Dont really see how you can compare Apple to AMD myself - two completely seperate ball games in my opinion.

AMD aint going anywhere - they will remain in all areas of PC architechture, and could even expand into mobile units ( aka PDA's etc) - until very recently Apple Mac's etc where really only widely known to photoshoppers etc for media creation - now that intel have started powering them they will get a lot more interest.

AMD on the other hand already had a wide user base (even if not quite so much in general corporate areas - although JP Morgan and other investment banks have used AMD opteron servers and blades for a few years already).

Competition is good though and drives the market place forward , as stated above IBM wont be (re) entering the standard hardware market again for some time to come after selling off their PC and laptop devisions
 
20 years from now is a long time. We might all be running bio-tech computers by then and the whole silicon thing will be so last century. ;)
 
Dureth said:
20 years from now is a long time. We might all be running bio-tech computers by then and the whole silicon thing will be so last century. ;)

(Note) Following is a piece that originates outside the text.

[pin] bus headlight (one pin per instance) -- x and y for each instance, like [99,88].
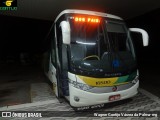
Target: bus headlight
[80,86]
[135,80]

You may well be right - but only a very few companies could invest the required amount of $$$ into the research ...... unless something unforeseen just appears from nowhere and imediately sets the engineers imaginations going
 
FrankJH said:
You may well be right - but only a very few companies could invest the required amount of $$$ into the research ...... unless something unforeseen just appears from nowhere and imediately sets the engineers imaginations going
as with all these things, I'm guessing the initial investment will be driven by the arms market.
 
VeNT said:
as with all these things, I'm guessing the initial investment will be driven by the arms market.

Yeah, Bush will soon realise that we need a supercomputer atleast a hundred times as powerful as today's fastest to calculate the amount of people killed in Iraq as a result of his idiocy.